Ideally, Livni would like to see the international community to tell Hamas that disarming is the price of running in the elections, exploiting Hamas’ desire to run.
But she knows that’s not very likely, and that ultimately Israel, like the United States, will leave the question of Hamas’ participation up to the Palestinians.
That was one of the main achievements in Washington for Abbas, who claims that his strategy is working. He notes that Hamas already has agreed to a cease-fire and to a ban on the public display of its weapons, and says the process of domesticating the militants can be continued after the election, when a democratically elected legislature will have the moral authority to disarm them.
As part of its strategy, the Palestinian Authority on Sunday announced a plan to incorporate the Al-Aksa Brigade, the terrorist wing of Abbas’ ruling Fatah Party, into the P.A. security services. The Palestinians say Abbas presented the Al-Aksa plan to Bush and won his approval.
But Israeli officials are skeptical: They point out that the plan was first discussed several months ago, but nothing has been done since then to implement it. Moreover, they note that the Al-Aksa Brigade is part of Abbas’ own secular Fatah movement, and that it will be much harder to coopt and disarm the fundamentalist Hamas.
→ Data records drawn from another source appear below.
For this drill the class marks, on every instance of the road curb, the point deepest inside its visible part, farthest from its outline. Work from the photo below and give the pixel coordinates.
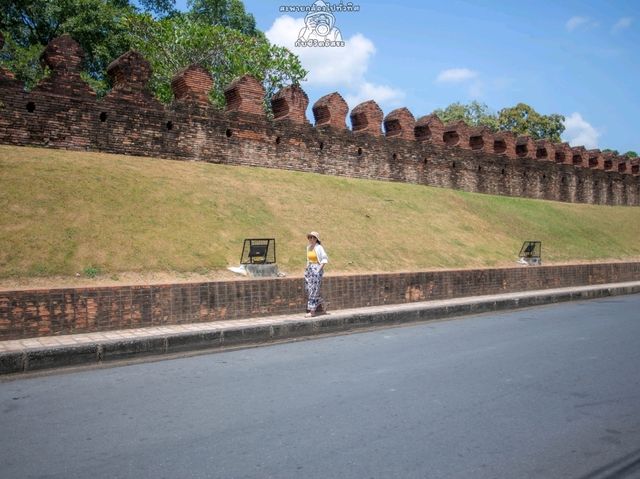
(104, 351)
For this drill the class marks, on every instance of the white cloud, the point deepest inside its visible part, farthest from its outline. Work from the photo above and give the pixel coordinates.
(622, 24)
(379, 93)
(579, 132)
(335, 67)
(326, 65)
(576, 22)
(456, 75)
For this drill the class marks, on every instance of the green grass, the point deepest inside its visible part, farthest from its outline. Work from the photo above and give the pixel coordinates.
(64, 213)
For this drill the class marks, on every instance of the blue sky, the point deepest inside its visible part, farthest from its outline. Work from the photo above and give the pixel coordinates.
(579, 59)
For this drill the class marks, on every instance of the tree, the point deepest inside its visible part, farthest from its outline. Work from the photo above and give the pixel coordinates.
(173, 43)
(217, 34)
(227, 13)
(473, 114)
(524, 120)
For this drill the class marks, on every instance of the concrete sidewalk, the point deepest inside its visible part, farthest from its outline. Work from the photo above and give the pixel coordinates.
(23, 355)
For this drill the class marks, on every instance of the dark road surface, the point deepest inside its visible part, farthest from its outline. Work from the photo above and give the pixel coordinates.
(551, 392)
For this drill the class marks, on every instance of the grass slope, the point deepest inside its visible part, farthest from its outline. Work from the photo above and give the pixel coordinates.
(66, 212)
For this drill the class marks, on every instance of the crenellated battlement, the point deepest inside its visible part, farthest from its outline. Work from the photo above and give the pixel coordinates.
(62, 111)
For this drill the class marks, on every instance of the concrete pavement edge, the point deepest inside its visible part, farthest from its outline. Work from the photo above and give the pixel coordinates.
(105, 351)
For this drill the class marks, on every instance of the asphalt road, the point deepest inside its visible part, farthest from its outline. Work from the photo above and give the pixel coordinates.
(549, 392)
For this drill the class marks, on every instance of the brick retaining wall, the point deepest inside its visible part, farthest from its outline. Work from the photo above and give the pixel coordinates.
(63, 112)
(31, 313)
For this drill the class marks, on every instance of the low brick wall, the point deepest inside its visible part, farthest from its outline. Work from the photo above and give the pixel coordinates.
(31, 313)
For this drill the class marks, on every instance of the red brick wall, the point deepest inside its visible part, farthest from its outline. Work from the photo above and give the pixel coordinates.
(31, 313)
(63, 112)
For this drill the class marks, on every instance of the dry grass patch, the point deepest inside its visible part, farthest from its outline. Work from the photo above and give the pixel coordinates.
(66, 212)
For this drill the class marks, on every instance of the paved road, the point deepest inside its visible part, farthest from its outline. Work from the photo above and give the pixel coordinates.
(549, 392)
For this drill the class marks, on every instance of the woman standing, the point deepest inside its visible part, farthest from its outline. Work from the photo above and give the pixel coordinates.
(316, 259)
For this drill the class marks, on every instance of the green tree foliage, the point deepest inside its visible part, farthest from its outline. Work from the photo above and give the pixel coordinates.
(217, 34)
(522, 119)
(227, 13)
(473, 114)
(176, 42)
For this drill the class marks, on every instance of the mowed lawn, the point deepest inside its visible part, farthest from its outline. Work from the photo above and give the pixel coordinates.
(65, 212)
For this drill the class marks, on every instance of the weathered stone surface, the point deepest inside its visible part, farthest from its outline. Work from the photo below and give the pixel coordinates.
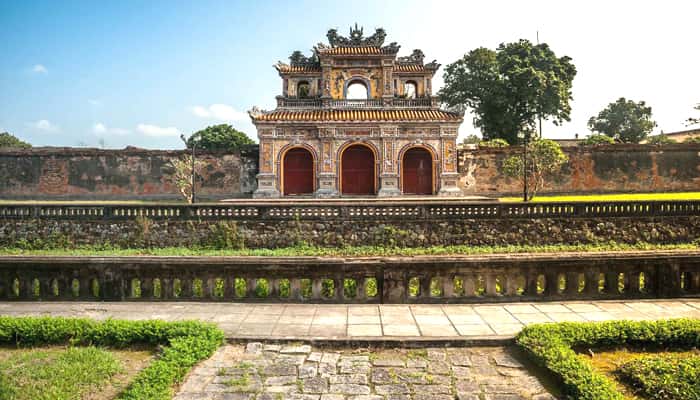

The United States wants Israel to give Abbas’ strategy more time. It also is telling Israel to help Abbas by dismantling illegal West Bank settlement outposts, freezing settlement construction and taking steps to improve Palestinians’ everyday lives. Mainly, the Americans would like to see Israel lift roadblocks, open border crossing points and release Palestinian prisoners.
For Israel, the dilemma is how to do these things without leaving itself open to more terrorism. After a mid-October drive-by shooting spree in which three young Israelis were killed in the West Bank, Israel reimposed security restrictions it had lifted in an earlier goodwill gesture — a common cycle over the past decade in which Israeli concessions only leave it more vulnerable to attack.
James Wolfensohn, economic envoy of the international “Quartet” driving the peace process, believes the key to a better future lies in the economic transformation of Gaza. He has convinced Bush that prosperity is the best way to weaken and co-opt the terrorists.
Though Wolfensohn is aware of Israel’s security dilemmas, he’s highly critical of what he sees as Israeli foot-dragging on the opening of border crossing points, crucial for Gaza’s economic development.
Despite the growing criticism of Israel, however, the United States remains wedded to the notion that the process won’t move forward significantly unless the Palestinians stop terrorism. In his Oct. 20 news conference with Abbas, Bush declared that “the way forward must begin by confronting the threat that armed gangs pose to a genuinely democratic Palestine,” adding that the Palestinian Authority must “earn the confidence of its neighbors by rejecting and fighting terrorism.”
Bush also exerted pressure on the Palestinians by refusing to put a time frame on their quest for statehood. It might not be during his term, he said, implying that if the Palestinians want a state, they will have to earn it — primarily by ending violence.
Following the Abbas visit, Sharon chose to ignore the criticism of Israel and emphasize the demands the United States is making of the Palestinians.
“The pressure continues to be on the Palestinians to fight terror as a first step,” a Sharon spokesman said. Sharon also has made clear that he has no intention of taking up Abbas’ call for secret peace talks — which, he says, would merely enable the Palestinians to avoid their commitment to crack down on terrorism if they expect to see negotiations.
With no secret channel, and with both Israel and the United States continuing to insist on an end to terrorism as a precondition for peacemaking, prospects for progress are hazy. With America’s blessing and Israel’s reluctant acquiescence, much is riding on the success of Abbas’ policy.